Chimerix turns $39m into $935m
The quiet acquisition of dordaviprone prompts a louder takeout by Jazz.
The quiet acquisition of dordaviprone prompts a louder takeout by Jazz.

Back in early 2021 the struggling antivirals player Chimerix pivoted into oncology through the low-key acquisition of a private biotech called Oncoceutics. This week the move paid off as dordaviprone, the lead asset that Oncoceutics brought with it, prompted Jazz Pharmaceuticals to acquire Chimerix for $935m.
For recent investors this is a big win, with the takeover price representing a 72% overnight premium, and a severalfold improvement over where Chimerix traded for the entirety of 2023 and 2024. Even more remarkable is that Oncoceutics had cost Chimerix only $39m in cash, plus $39m in equity, so with the benefit of hindsight that 2021 takeover looks like a masterstroke.
That said, it should be noted that the Jazz takeout price of $8.55 per share is almost exactly where Chimerix was trading when it bought Oncoceutics, so on this harsh basis all the target company has done is tread water. Of course, much has changed in the meantime regarding biotech sentiment in general, and in Chimerix's shareholding in particular.
Approval imminent?
The attraction of dordaviprone, a DRD2 antagonist, is that it could soon be US approved. Just last month the FDA accepted a filing for H3K27-mutant diffuse glioma, and is due to rule on its approvability by an 18 August PDUFA date.
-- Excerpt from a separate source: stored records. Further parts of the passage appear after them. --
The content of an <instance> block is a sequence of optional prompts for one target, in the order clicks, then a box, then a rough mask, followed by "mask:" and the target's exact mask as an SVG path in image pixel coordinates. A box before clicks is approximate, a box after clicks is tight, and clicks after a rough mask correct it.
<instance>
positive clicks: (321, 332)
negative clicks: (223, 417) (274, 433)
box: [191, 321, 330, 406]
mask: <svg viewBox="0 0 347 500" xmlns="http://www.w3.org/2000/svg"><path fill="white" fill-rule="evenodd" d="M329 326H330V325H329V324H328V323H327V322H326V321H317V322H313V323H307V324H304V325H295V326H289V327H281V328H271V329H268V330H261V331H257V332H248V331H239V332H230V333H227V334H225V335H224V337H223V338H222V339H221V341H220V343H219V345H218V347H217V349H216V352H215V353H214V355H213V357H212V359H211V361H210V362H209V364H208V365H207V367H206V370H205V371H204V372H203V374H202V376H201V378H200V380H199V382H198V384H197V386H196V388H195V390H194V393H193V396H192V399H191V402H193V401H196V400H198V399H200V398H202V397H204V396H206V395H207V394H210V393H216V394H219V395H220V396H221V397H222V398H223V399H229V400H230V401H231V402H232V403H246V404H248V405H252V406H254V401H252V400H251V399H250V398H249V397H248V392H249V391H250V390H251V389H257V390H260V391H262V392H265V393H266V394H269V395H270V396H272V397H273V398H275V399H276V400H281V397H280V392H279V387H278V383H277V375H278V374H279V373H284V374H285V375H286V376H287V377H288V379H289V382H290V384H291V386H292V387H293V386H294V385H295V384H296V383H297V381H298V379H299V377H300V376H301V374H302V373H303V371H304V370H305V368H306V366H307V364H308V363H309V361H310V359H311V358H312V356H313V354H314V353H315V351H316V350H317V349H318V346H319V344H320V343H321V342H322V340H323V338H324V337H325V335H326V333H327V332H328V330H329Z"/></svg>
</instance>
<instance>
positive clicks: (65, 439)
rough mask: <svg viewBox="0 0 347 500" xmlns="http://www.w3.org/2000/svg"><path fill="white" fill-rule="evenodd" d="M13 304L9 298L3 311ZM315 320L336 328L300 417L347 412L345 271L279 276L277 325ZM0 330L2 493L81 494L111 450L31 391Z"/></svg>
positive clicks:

In announcing the takeover Jazz made it clear that it was dordaviprone that sparked its interest. Approval, if granted, would bring with it a valuable rare paediatric disease priority review voucher, and would make the drug the first to target H3K27-mutant diffuse glioma specifically; a confirmatory phase 3 study called Action is under way and said to be substantially enrolled.
While there might not be any drugs approved for this type of cancer, the treatment of paediatric tumours more generally has seen a recent advance with the approval of Day One's Ojemda, for second-line BRAF-positive low-grade glioma.
For Jazz the acquisition fits with a dual neuroscience/cancer focus, and the company has previously used deals to gain oncology assets, for instance buying Celator for the AML drug Vyxeos, and licensing Pharmamar's SCLC therapy Zepzelca and Zymeworks' anti-HER2 bispecific zanidatamab.
Buying Chimerix also endorses dordaviprone's patent exclusivity, which had been questioned before, but which Jazz says is good until at least 2037. It was perhaps issues such as these that prompted Oncoceutics to let dordaviprone go for such a low price. At the time Chimerix's lead project, brincidofovir, had failed in cytomegalovirus infection, prompting the company to turn its hand to cancer.
If nothing else the Jazz takeover shows that the path to success in biotech is rarely straightforward. By 18 August Jazz will find out whether it's made the right move.